The Richmond Promise provides college scholarship funds of up to $6,000 ($1,500 annually) to graduating seniors from Richmond and North Richmond who attend any public, charter, or private high school in the West Contra Costa School District boundary area. The Promise also provides students with a network of guidance and support in financial aid, academics and college acclimation, with various assistance programs starting from middle school and lasting through to college graduation.

Richmond Promise was established in 2014 by a $35 million investment from Chevron Richmond, which was part of a larger $90 million environmental and community investment agreement with the City of Richmond connected to the Refinery Modernization Project.

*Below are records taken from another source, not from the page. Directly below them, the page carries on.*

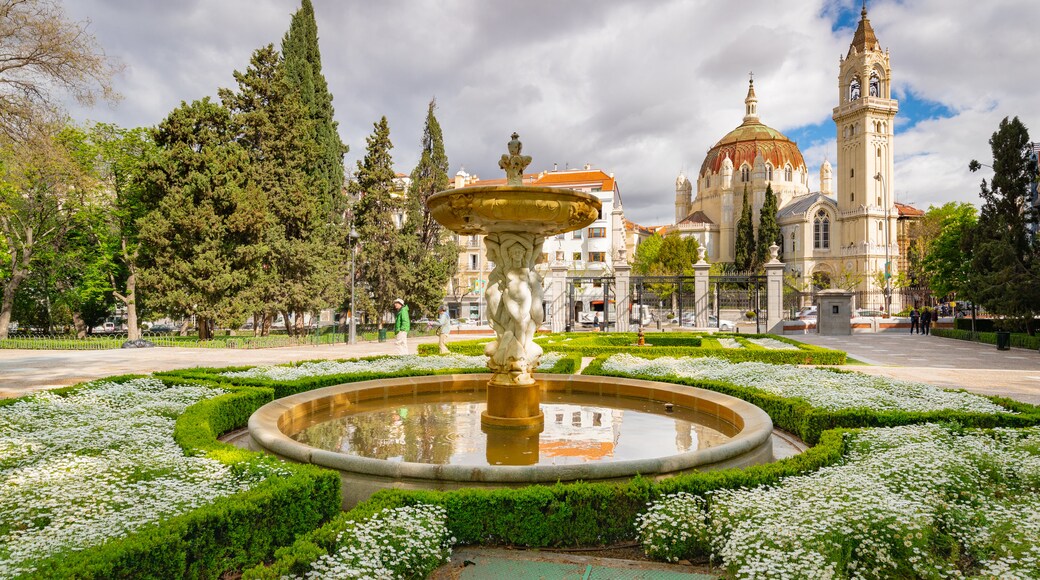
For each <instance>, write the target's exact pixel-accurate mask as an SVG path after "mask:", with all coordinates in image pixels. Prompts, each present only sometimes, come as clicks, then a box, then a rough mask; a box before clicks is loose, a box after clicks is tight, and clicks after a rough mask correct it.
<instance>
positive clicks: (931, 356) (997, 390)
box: [787, 333, 1040, 404]
mask: <svg viewBox="0 0 1040 580" xmlns="http://www.w3.org/2000/svg"><path fill="white" fill-rule="evenodd" d="M787 338H791V339H795V340H800V341H802V342H807V343H810V344H815V345H820V346H824V347H827V348H836V349H838V350H844V351H846V352H848V353H849V355H850V357H851V358H853V359H855V360H857V361H860V362H862V363H866V364H867V365H870V366H859V365H857V366H851V367H848V368H850V369H854V370H857V371H860V372H865V373H868V374H875V375H881V376H889V377H892V378H902V379H906V380H916V381H920V383H928V384H931V385H937V386H939V387H947V388H958V389H965V390H967V391H971V392H974V393H980V394H983V395H996V396H1003V397H1009V398H1012V399H1016V400H1020V401H1023V402H1029V403H1033V404H1040V352H1037V351H1036V350H1026V349H1024V348H1012V349H1011V350H997V349H996V346H993V345H992V344H983V343H979V342H968V341H963V340H957V339H947V338H939V337H936V336H932V335H928V336H922V335H911V334H910V333H879V334H860V335H853V336H846V337H824V336H820V335H797V336H788V337H787Z"/></svg>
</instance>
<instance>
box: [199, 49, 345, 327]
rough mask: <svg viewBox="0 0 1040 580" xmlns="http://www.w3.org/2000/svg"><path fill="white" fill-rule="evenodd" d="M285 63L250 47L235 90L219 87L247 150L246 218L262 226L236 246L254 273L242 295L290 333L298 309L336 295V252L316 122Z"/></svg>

The program’s offerings have expanded since 2014 as the program evolves under Executive Director Jessie Stewart.  At Kennedy High, the Promise has become a part of the curriculum for seniors. This semester, classroom time was devoted to helping seniors fill out state and federal financial aid forms, a requirement to receive a Richmond Promise scholarship. This summer, the program is expanding to 20 the number of Summer Associates hired to assist Promise scholars in their transition to college. During four dates in June and July, the Promise will hold Summer Success workshops for the transitioning students to help ensure they’re prepared to acclimate and succeed next fall. That support continues into college, where networks among Promise scholars are providing on-campus support at a growing number of schools.

Excluding this year’s class of scholars, the program has awarded 1,315 scholarships to local students, or $5.4 million since 2016.